Two empty reclining chairs on a glowing white pedestal.
So, I might have PTSD. My instant reaction to the sight was for my heart to stop for a few beats, then invent a new dance trying to catch up with the time it has missed.
Sally reached for my hand. I gripped her tight. Somehow, she had become my rock in all this. Grounding me when I got charged.
“I’m out,” said Blayde, taking the words right from my mouth. “You can’t possibly think we’re that gullible.”
“I just repurposed the tech. Veesh,” said Nimien. “You can’t possibly still be sour about that.”
Sour? Please. We’d passed sour and entered the realm of flavor profiles the human tongue couldn’t process.
“You trapped us in our own minds, Nimien!” I spat. “How could we possibly not be over that?”
“He did what?” said James. “Dang. It would take me like, seven books to catch up with all your shit.”
“Maybe ten,” muttered Sally.
“The device folds your conscious mind into your subconscious, and that’s it,” he continued, climbing up on the platform and gesturing like a car model. I wasn’t buying it. “Technically, you will be experiencing an incredibly vivid lucid dream.”
“Except last time, we couldn’t wake up from that dream, now could we?”
I couldn’t believe him.

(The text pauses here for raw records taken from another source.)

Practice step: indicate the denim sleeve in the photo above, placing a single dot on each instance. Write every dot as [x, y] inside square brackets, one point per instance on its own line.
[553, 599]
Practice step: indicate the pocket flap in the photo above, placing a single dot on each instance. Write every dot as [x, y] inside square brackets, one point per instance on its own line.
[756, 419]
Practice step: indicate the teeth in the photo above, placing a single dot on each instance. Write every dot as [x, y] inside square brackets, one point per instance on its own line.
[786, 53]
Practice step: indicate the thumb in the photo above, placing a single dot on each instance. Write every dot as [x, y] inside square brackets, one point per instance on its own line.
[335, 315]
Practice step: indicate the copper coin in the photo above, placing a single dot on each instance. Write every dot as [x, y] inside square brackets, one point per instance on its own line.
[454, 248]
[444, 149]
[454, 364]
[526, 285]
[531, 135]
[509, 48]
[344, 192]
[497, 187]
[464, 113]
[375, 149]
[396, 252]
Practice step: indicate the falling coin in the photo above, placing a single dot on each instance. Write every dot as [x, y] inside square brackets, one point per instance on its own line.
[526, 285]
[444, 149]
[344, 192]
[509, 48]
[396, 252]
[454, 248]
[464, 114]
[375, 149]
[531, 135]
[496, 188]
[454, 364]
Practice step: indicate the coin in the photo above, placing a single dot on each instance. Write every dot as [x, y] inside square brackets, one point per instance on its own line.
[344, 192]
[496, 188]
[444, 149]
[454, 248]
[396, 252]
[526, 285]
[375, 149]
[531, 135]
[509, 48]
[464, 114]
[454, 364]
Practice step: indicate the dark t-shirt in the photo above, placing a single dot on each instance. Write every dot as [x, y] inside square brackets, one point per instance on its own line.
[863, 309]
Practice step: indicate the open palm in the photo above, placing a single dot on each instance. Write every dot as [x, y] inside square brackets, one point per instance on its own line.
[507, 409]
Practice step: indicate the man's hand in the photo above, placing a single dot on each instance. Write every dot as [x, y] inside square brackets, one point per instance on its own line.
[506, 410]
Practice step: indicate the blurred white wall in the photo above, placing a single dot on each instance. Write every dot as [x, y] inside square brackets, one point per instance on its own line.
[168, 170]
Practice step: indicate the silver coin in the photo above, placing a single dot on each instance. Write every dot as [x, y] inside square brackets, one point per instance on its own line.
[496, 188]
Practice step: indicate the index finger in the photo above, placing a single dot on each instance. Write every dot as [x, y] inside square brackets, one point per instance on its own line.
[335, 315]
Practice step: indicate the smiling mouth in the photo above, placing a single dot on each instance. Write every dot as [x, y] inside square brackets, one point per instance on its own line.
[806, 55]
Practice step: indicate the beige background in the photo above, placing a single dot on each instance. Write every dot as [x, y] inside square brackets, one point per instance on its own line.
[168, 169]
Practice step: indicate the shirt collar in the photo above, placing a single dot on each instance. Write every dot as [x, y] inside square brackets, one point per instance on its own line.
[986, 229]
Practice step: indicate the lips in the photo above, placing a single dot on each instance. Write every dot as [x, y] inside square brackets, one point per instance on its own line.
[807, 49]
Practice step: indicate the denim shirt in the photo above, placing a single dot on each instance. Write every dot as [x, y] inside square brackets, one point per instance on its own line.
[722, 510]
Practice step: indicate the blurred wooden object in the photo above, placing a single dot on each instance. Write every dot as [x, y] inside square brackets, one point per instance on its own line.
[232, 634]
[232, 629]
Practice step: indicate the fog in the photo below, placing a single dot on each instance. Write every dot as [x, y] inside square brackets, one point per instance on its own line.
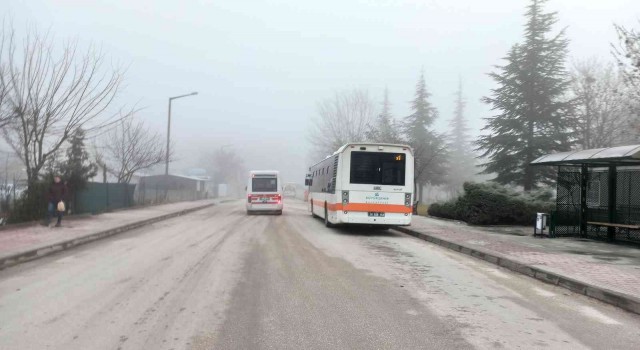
[260, 67]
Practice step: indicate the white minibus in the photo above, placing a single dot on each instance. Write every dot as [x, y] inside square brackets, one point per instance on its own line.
[264, 192]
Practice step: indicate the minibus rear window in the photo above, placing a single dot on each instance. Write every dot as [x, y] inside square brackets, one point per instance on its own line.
[264, 184]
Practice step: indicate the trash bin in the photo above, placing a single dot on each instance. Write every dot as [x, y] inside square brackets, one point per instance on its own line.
[542, 223]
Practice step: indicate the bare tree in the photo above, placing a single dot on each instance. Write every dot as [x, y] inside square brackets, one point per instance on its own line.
[627, 54]
[5, 37]
[344, 118]
[601, 104]
[50, 92]
[228, 168]
[131, 147]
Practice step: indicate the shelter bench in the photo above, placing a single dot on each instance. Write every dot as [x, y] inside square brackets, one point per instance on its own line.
[627, 228]
[609, 224]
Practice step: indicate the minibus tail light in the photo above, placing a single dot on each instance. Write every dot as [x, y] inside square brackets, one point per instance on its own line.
[345, 197]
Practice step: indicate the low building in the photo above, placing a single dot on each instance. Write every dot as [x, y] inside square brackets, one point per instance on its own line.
[170, 188]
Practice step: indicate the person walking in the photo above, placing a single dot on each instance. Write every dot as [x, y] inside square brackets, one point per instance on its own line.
[57, 195]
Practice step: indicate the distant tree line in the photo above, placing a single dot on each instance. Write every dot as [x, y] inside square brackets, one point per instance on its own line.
[540, 104]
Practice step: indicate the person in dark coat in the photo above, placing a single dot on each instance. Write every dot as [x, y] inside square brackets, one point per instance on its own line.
[57, 193]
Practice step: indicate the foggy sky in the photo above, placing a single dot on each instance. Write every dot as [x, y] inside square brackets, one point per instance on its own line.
[261, 66]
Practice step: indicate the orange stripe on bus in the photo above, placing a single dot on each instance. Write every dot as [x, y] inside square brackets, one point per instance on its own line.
[365, 207]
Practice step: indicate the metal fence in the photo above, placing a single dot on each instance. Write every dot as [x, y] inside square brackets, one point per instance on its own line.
[166, 193]
[100, 197]
[567, 217]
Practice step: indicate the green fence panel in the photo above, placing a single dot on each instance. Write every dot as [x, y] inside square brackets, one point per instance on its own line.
[99, 197]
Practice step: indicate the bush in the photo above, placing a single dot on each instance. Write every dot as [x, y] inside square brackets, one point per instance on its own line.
[493, 204]
[31, 205]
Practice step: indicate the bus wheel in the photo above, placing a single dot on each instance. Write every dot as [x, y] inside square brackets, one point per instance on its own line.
[327, 223]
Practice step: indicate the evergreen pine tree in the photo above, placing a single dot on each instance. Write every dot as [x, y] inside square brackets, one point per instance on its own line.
[429, 148]
[532, 111]
[462, 164]
[77, 169]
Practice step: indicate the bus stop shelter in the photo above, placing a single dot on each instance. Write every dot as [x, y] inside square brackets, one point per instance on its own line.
[598, 193]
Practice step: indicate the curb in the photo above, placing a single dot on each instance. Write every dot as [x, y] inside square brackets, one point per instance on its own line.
[41, 251]
[621, 300]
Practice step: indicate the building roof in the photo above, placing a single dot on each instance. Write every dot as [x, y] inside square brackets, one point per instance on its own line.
[616, 156]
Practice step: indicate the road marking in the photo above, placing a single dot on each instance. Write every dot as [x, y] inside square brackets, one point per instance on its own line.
[597, 315]
[497, 273]
[544, 293]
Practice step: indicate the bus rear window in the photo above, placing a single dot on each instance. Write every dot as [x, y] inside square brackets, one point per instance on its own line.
[264, 184]
[378, 168]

No, I couldn’t believe myself. If this was a trap, it was a genius one right to his caliber—and I had fallen right into it. Like a carnivorous flower, this labyrinth had been made appealing to its prey: the promise of my history, my very self, sitting all perfect in the middle, drawing me in until it snapped closed behind me.
Yet if there was a simple, single chance there really was a way to get my memories back, then I should take it, shouldn’t I? Reverse the lobotomy, regain my autonomy. To be able to jump anywhere, anytime, as freely as Sally—
Oh, how I envied her.
“Screw it. If it means defeating the Dread, I need to at least try to get myself back. I’ll go first,” said Blayde. “Zander, if he tries anything...”

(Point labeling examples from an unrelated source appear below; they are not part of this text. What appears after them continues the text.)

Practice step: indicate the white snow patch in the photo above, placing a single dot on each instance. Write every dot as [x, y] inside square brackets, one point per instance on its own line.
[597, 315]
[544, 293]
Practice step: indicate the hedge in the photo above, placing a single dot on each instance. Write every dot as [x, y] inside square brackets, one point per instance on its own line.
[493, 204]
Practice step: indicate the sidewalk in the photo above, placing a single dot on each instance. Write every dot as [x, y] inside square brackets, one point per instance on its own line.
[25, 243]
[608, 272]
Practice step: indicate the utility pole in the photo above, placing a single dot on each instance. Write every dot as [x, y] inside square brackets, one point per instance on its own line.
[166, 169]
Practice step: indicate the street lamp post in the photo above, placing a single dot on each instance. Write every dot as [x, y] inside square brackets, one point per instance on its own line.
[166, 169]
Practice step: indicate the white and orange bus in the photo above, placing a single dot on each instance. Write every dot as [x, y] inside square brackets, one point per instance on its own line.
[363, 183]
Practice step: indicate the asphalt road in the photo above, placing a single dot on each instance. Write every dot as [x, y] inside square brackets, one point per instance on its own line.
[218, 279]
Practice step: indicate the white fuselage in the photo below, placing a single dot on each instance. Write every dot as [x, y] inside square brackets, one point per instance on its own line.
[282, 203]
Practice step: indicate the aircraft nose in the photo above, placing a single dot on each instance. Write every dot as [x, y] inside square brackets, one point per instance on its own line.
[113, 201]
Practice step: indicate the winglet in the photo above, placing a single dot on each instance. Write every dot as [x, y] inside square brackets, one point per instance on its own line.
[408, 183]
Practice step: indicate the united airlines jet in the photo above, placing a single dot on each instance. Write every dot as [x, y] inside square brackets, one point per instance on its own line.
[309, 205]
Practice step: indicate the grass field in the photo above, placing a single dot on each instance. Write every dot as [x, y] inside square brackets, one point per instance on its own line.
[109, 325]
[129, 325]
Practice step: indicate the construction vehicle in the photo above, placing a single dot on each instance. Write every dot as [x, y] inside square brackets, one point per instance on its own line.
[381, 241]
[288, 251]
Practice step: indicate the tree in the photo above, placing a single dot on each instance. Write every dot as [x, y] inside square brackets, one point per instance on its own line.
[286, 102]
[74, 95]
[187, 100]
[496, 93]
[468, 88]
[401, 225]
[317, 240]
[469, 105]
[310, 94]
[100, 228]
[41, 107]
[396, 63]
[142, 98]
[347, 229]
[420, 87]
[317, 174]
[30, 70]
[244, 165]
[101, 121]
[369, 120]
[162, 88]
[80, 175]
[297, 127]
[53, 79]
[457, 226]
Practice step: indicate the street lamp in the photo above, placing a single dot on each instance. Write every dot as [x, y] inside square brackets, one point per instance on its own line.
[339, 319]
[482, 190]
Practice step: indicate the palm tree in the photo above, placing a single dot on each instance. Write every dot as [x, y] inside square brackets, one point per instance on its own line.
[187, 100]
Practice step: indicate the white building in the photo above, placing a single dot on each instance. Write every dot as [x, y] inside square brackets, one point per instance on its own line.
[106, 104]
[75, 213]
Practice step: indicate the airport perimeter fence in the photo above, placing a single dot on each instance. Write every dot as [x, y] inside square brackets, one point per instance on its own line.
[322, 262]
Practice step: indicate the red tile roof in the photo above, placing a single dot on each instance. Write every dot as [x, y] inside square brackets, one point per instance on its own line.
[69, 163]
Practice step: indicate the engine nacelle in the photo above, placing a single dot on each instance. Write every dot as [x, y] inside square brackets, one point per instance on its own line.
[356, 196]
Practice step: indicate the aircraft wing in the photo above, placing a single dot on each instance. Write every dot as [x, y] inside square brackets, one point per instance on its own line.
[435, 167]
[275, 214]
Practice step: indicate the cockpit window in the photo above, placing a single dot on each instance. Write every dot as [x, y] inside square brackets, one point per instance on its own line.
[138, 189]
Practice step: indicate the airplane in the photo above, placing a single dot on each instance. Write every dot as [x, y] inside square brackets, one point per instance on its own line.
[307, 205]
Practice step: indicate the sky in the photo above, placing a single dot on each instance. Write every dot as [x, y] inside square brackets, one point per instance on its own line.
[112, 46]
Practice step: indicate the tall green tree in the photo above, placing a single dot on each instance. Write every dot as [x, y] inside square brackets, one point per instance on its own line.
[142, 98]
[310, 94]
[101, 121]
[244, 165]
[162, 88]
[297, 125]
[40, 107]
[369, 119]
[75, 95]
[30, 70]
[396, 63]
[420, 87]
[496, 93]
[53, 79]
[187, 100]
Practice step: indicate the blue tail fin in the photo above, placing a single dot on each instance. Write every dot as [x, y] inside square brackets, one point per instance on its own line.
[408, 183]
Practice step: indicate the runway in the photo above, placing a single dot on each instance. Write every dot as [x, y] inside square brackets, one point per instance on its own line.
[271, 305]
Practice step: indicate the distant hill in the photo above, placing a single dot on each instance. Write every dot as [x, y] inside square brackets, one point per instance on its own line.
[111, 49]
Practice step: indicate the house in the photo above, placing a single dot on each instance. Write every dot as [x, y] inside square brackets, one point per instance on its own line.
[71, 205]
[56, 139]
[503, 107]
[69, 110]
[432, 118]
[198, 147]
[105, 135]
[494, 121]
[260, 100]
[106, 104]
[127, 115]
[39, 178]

“You have to go together,” said Nimien. “I’m sorry, but it reduces the risks. You two are each other’s tethers. With so many shared markers, not only will the data retrieval be easier, but one of your gaps can be filled by the other’s information. It won’t be fun, but it’ll be effective.”

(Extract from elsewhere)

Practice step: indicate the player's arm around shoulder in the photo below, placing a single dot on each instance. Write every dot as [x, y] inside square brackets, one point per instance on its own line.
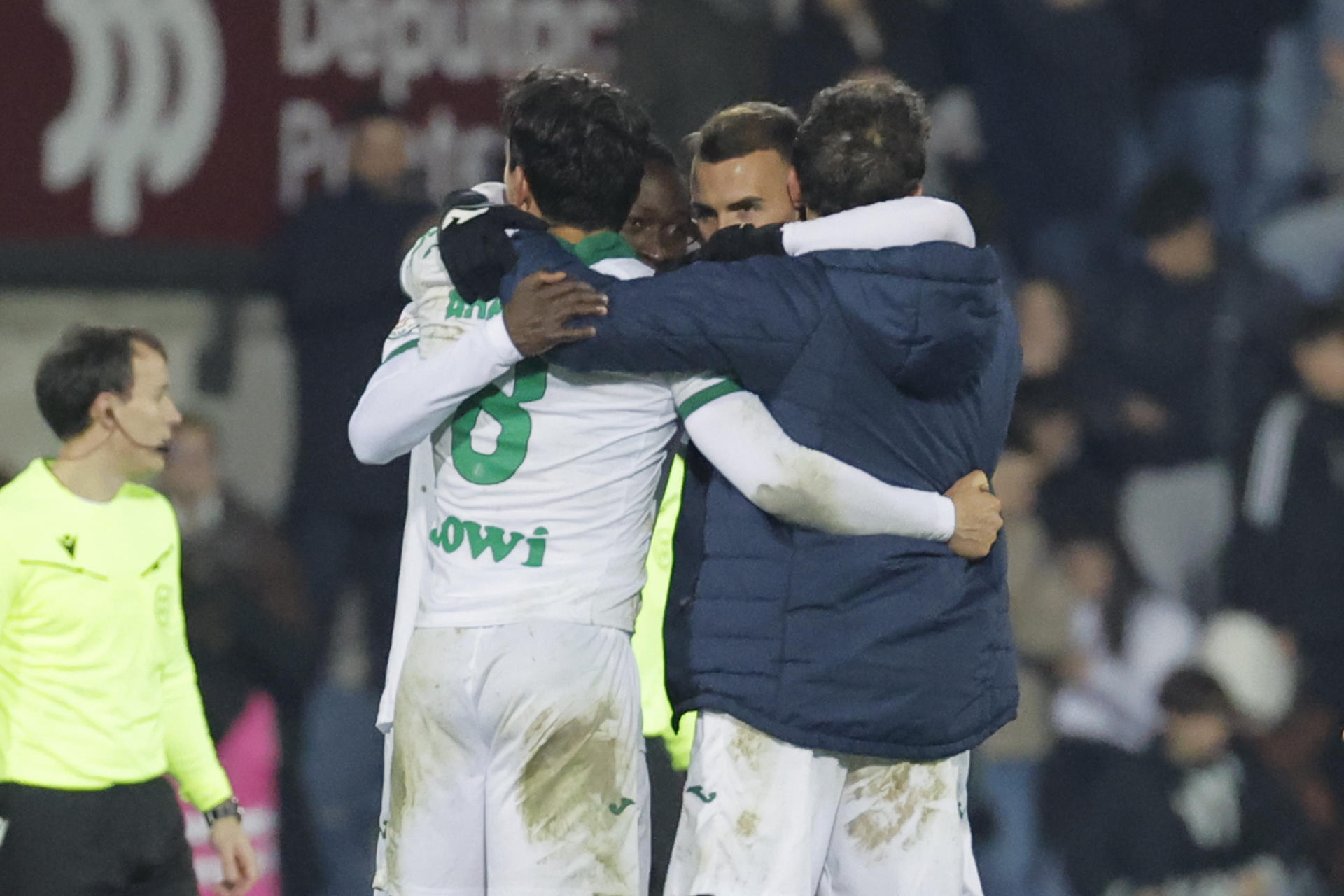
[804, 486]
[441, 352]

James snorted, hoisting herself up on a desk and watching us with wide-eyed curiosity. If Nimien was mortal here like the rest of us, would she be able to draw her sidearm before Sidera? Every time we’d met him in the past, Blayde and I had been alone. But we had friends with us this time. Maybe we were safer than we thought.
“Look, I know last time was... shitty,” said Nimien, holding up a bouquet of wires. “But I have no intention of harming you. If anything, I’m looking forward to getting the server space back once you’ve re-download your memories. Do you know have any idea much room you take up? I had to invent an entirely new cooling system just to keep the databanks running. I can finally use that for some new VR games.”
“So we close our eyes, and when we wake up, we’ll have our memories back?” I asked. Nimien brightened up the instant I made eye contact.
“No, you’re going to have to work a little,” he said. “The mind is a powerful computer. You’ve got to sort out your firewalls. Now sit.”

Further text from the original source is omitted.